In terms of speech processing algorithms, multicore system also have been utilized
to enhance the performance of parallel speech understanding system (Chung
et al., 1993) and speech recognition (Ou et
al., 2008). Other speech processing algorithms, such as speech coding
(Gunawan et al., 2005, 2011),
speech enhancement and speech recognition (Frikha and Hamida,
2007; Ilyas et al., 2010) also require high
amount of processing time. Recent advances in multi-core system make it a natural
choice and viable option for solving high computation requirements of the speech
compression algorithm using simultaneous and temporal masking models. Although
many researches have been done on multicore system, however, none has been focused
on other parallel speech algorithms such as speech coding exploiting human auditory
system. Therefore, the objective of this paper is to develop novel parallel
speech coding algorithm and to implement and evaluate on a multicore system.

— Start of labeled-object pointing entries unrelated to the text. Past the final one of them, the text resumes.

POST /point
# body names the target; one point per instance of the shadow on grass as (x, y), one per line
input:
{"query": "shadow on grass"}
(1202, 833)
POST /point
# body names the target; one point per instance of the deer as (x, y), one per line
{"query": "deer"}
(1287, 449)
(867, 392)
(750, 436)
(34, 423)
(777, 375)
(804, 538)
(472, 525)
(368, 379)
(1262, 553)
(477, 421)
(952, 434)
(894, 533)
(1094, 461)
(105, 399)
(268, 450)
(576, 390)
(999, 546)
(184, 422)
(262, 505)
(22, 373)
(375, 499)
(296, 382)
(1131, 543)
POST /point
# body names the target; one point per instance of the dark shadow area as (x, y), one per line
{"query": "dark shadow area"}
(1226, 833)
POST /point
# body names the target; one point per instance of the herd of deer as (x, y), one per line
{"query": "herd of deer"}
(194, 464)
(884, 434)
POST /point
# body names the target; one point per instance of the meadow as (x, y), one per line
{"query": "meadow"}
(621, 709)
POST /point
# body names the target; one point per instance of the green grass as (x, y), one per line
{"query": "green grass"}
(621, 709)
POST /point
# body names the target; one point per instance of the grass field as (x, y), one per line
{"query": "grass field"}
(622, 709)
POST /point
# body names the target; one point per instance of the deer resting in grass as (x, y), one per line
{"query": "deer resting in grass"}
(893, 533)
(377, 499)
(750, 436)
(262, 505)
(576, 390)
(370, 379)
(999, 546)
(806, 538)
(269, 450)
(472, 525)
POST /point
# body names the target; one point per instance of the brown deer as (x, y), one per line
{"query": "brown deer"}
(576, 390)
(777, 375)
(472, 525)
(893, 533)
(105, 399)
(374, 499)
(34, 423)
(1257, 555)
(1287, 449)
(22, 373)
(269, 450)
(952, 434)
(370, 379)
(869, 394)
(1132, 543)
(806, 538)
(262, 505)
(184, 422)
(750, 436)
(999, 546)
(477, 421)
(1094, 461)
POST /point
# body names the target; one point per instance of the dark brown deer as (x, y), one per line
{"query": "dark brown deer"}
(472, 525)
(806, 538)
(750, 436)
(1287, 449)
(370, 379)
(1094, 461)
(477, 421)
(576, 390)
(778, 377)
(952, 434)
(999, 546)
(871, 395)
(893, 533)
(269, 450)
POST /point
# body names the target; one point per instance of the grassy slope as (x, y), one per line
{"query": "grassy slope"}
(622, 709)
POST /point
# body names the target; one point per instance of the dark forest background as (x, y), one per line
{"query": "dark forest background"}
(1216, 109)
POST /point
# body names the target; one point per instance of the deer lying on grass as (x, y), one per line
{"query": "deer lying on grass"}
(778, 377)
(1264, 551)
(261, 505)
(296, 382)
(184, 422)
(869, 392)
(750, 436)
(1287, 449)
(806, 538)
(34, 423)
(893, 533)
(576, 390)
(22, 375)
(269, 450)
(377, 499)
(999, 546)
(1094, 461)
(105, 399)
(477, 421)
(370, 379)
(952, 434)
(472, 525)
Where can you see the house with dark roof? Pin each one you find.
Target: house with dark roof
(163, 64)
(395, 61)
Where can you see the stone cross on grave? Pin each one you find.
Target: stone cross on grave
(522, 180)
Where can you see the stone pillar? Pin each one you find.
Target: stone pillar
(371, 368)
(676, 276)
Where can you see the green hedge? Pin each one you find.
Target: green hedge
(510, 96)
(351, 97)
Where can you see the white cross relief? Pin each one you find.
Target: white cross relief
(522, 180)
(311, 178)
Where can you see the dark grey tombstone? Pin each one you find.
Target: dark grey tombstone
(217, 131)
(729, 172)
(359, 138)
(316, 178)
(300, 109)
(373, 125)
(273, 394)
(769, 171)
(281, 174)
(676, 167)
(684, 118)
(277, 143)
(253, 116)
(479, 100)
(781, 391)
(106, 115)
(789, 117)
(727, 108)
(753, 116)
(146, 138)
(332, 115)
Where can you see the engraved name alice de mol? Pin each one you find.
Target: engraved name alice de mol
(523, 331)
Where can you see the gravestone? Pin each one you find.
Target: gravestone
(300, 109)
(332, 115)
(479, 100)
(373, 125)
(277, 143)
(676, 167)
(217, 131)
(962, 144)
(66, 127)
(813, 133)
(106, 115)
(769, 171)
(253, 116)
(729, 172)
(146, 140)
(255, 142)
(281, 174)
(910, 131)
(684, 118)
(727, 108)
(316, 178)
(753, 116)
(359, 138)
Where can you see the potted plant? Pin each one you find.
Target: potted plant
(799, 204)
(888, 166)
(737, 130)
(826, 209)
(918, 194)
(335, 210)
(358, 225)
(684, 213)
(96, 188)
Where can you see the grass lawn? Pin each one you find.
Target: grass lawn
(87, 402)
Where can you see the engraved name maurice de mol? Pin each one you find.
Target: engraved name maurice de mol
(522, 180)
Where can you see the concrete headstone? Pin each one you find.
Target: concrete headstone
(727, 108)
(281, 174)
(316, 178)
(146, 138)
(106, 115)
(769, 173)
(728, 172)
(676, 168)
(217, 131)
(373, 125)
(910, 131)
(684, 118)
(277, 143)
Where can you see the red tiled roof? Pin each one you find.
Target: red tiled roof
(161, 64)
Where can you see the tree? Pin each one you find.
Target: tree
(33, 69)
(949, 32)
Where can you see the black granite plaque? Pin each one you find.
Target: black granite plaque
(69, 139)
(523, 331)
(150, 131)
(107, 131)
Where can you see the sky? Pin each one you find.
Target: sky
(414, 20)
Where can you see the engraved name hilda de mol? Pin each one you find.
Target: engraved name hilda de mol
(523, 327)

SPEECH COMPRESSION ALGORITHM
The auditory models utilization in speech and audio coding is by no means new
and their applications include low bit rate speech coding (Black
and Zeytinoglu, 1995) through to MPEG audio compression (Bradenburg
et al., 1994). Simultaneous masking is a frequency domain phenomenon
in which a low-level signal can be rendered inaudible by a simultaneously occurring
stronger signal if both signals are sufficiently close in frequency. Temporal
masking is a time domain phenomenon in which two stimuli occur within a small
interval of time (Zwicker and Zwicker, 1991). The discussion
of basic speech compression algorithm in this research is based on (Gunawan
et al., 2005).
Gammatone analysis/synthesis filter bank: Figure 1
shows the serial algorithm of speech coding using gammatone front end, in which
parallelization of this serial algorithm will be the focus of this research.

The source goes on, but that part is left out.